Malgré tout, les rassemblements du 8 décembre, bien qu’ils aient bénéficié d’un meilleur encadrement de la part du gouvernement, ont de nouveau apporté leur lot de dégradations. Des vitrines ont été une fois de plus caillassées, et certains manifestants ont tenté, en vain, d’incendier le Publicis Drugstore. Bilan des courses : 125 blessés à Paris.

« Sévère et continu »

« Je vous disais la semaine dernière que l’impact sur l’économie française serait sévère, je vous dis aujourd’hui que l’impact est sévère et continu », selon le ministre de l’Économie, s’appuyant sur des données fournies par les syndicats (GNC, Umih, GNI), les baisses de chiffre d’affaires selon les secteurs sont de l’ordre de 15 à 25 %. Dans la restauration, elles sont parfois plus importantes, allant jusqu’à 50 % selon les lieux. La baisse concerne également les réservations hôtelières, qui ont fortement chuté. « Les palaces et autres hôtels de luxe ont subi des annulations, notamment de la part des clientèles américaines et asiatiques. Le 2 décembre, j’ai rencontré Emmanuel Macron qui s’est rendu au Copernic [l’un des établissements visés le 1er décembre, NDLR], puis nous avons descendu l’avenue Kléber. J’ai vu un Président attristé, meurtri et peiné, alors qu’il souhaitait redresser notre pays », poursuit Marcel Benezet. De son côté, Jean-Virgile Crance, le président du GNC, s’attend lui aussi à des effets néfastes pour l’industrie hôtelière et le tourisme en général qui, tient-il à souligner, représente quasiment 8 % de notre PIB. « Il y a trois phénomènes.

Le premier, ce sont les annulations qui représentent une perte de chiffre d’affaires comprise entre – 20 % et – 50 %. Le deuxième, c’est le coût d’arrêt sur les montées en charge des réservations : il y a un fort ralentissement avec un volume de réservations anormalement bas alors que nous avions repris des couleurs en termes de taux d’occupation et de prix moyens. Enfin, le troisième phénomène est celui du coût que cela va représenter touristiquement pour la destination Paris. Il a fallu faire beaucoup d’efforts pour attirer les touristes après les attentats.

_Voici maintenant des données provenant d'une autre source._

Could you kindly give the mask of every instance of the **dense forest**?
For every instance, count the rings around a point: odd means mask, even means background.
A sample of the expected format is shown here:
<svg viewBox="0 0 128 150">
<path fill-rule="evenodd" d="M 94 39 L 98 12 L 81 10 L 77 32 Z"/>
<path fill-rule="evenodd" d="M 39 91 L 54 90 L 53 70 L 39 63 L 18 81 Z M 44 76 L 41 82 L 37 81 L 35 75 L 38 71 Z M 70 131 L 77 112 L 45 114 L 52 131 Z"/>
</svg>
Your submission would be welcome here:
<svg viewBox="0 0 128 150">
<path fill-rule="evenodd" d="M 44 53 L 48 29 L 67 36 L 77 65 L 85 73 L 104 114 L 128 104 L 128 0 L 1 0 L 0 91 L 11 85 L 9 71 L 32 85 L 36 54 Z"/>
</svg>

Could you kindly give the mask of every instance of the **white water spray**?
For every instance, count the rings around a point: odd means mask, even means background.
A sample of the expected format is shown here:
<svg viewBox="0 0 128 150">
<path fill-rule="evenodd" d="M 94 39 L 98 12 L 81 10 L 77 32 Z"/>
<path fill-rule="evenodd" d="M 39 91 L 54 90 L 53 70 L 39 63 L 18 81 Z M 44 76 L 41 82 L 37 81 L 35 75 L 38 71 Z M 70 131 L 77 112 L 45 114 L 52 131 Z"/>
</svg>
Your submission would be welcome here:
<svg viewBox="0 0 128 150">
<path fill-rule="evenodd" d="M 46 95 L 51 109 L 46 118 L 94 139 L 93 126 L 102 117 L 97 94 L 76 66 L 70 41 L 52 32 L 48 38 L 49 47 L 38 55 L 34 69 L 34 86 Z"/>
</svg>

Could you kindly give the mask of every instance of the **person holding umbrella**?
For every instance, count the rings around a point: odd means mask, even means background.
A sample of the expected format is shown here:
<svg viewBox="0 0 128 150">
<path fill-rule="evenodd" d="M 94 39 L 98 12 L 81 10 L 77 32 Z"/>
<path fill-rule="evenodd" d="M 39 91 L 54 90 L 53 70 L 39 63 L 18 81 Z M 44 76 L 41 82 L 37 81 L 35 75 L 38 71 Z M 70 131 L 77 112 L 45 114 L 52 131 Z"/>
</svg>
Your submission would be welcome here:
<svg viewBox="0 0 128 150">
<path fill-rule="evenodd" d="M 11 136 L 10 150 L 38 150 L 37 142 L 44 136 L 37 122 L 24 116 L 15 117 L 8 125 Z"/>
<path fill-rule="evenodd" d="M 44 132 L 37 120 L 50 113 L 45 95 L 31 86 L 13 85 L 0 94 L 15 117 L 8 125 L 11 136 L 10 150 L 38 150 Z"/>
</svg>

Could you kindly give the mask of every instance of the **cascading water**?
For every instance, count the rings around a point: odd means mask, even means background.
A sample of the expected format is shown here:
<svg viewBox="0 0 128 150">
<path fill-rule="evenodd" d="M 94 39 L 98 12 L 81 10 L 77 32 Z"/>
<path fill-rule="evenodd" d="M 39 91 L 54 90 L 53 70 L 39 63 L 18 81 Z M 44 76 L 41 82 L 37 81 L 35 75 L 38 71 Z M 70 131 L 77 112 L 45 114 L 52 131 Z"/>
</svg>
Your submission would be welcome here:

Là, tout est balayé, et plus ça va durer, plus l’impact sera fort », détaille-t-il.

Reste à savoir quelle sera l’ampleur du cinquième acte. Les mesures de sécurité prises par les professionnels devraient se pour- suivre, mais elles représentent des coûts très importants. Certains hôtels et brasseries ont embauché temporairement du personnel de sécurité, dans le but de protéger les salariés comme les clients. Car l’activité hôtelière liée à la clientèle d’affaires est également très touchée. Jean- Virgile Crance confie qu’une très grande entreprise a finalement décidé d’organiser son congrès annuel en Espagne à la suite des incidents survenus à Paris.